On July 10, 2012, Phoenix police arrested three women involved in a first-of-its-kind case in the U.S. dubbed "Operation Super Coupon." They seized coupons valued at more than $25 to $30 million dollars from one location in addition to weapons, vehicles, and other property. The coupons, called "high value" coupons, are unlike other average coupons because they offer a free item to shoppers or they offer a significant reduction in the product's cost.
Operation Super Coupon
Approximately four years ago extremely high quality copies of manufacturer coupons from unknown sources began to surface in the U.S. Victimized companies began working with the Coupon Information Corporation (CIC) and later with the Phoenix police and the FBI.
The CIC has estimated the loss to companies during last year alone to be in the tens of millions of dollars. During a Phoenix police press briefing, a local Bar S Foods representative shared that in just the first quarter of 2012 the company estimated their loss to be more than a quarter million dollars. Proctor & Gamble issued a statement that read, in part, "...coupon fraud hurts everyone."
The eight-week investigation into the Savvyshoppersite.com website operation led to the arrest of the three Phoenix women- Robin Ramirez, 40, Amiko "Amy" Fountain, 42, and Marilyn Johnson, 54. All face charges of operating as an illegal enterprise, forgery, counterfeit marks, and fraud schemes.
Ramirez, the primary suspect, also faces charges of money laundering. She is accused of mailing legitimate coupons off to a foreign source to have them counterfeited and reproduced in mass quantities. The forged coupons were primarily sold on eBay and her website, Savvyshoppersite.com.

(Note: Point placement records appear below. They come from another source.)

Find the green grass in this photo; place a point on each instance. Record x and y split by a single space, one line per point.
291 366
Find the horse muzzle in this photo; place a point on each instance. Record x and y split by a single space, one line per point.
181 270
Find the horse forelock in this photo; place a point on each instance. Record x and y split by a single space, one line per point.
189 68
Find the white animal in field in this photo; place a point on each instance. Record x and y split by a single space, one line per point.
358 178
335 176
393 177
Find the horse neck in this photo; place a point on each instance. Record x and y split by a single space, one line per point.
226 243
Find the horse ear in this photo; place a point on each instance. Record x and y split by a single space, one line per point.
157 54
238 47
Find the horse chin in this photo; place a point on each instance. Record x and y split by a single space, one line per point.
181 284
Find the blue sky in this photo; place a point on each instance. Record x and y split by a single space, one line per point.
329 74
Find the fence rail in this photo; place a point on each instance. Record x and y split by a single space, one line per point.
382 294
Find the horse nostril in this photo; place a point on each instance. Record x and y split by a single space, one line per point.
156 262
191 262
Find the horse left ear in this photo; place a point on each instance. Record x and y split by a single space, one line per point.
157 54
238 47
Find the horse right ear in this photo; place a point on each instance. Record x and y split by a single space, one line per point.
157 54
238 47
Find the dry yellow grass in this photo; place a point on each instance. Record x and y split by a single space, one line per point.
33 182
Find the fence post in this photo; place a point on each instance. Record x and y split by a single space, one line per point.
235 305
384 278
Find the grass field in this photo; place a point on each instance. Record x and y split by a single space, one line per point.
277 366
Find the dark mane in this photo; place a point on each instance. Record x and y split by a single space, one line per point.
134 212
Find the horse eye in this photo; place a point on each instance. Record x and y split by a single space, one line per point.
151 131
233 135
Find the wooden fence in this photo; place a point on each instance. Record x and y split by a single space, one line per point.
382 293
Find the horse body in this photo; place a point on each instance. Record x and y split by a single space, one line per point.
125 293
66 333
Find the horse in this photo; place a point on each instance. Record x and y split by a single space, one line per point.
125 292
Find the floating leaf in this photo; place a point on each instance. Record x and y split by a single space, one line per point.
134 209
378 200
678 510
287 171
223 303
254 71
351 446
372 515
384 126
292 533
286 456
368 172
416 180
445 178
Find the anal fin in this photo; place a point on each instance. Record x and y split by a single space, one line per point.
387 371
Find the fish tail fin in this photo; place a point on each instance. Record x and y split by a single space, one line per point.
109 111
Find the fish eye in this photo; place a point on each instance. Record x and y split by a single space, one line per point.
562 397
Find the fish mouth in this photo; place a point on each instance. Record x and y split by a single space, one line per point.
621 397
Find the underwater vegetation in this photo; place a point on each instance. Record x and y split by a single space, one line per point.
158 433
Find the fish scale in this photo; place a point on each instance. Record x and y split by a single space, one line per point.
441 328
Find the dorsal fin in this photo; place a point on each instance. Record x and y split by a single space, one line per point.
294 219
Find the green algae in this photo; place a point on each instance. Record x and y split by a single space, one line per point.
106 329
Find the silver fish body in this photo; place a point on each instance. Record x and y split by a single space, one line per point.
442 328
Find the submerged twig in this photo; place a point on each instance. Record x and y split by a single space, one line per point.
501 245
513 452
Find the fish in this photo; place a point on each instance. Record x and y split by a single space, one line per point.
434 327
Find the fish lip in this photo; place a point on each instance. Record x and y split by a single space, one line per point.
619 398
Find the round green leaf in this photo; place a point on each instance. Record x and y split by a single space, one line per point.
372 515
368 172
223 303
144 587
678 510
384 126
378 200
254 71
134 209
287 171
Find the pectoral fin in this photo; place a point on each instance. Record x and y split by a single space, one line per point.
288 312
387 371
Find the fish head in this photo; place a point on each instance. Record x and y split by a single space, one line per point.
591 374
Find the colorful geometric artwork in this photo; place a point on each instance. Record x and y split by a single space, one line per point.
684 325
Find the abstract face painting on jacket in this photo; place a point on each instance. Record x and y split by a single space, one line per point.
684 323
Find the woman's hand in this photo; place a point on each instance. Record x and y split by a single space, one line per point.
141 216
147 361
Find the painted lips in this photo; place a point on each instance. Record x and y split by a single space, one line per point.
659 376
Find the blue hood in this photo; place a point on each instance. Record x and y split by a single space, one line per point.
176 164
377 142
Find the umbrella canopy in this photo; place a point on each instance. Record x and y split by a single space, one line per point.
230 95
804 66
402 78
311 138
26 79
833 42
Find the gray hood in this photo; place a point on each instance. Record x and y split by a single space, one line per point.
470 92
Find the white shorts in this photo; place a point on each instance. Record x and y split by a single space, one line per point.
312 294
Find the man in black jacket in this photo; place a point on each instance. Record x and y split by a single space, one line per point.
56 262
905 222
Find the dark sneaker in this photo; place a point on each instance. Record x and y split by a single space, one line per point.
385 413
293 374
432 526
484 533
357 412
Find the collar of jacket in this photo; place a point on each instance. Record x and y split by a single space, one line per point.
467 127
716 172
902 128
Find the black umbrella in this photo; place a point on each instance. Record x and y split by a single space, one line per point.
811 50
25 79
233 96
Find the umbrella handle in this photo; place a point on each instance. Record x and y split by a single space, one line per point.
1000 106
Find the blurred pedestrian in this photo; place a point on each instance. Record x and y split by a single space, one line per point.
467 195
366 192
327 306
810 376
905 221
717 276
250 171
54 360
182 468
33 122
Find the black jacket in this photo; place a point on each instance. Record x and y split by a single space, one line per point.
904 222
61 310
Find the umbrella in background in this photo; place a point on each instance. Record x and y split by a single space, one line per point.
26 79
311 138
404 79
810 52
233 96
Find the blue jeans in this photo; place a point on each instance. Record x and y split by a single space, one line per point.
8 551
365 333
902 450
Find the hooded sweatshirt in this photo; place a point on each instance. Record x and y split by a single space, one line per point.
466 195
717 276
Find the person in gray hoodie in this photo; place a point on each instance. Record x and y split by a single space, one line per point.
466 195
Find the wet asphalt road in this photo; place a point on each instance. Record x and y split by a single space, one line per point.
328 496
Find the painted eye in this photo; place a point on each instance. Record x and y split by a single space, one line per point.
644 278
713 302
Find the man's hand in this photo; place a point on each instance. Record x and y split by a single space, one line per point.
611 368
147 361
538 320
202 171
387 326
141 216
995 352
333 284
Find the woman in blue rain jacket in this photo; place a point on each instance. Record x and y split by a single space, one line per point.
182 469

During the raid investigators uncovered $25 million in forged coupons (click on the image to view a larger image). "That's $25 million worth of counterfeit just sitting around their daily operations on a random day. You have to wonder how much money passed through their business," said Bud Miller, executive director of Coupon Information Corp.
Ironically, on the home page of the Savvyshoppersite.com there is a section called the "Wall of Shame" which was reserved especially for bad check writers, con artists and scammers. The section reads, "Make no mistake, these people have taken items and not paid for them." You have to wonder, if found guilty, if these three women will be adding their own names to the list.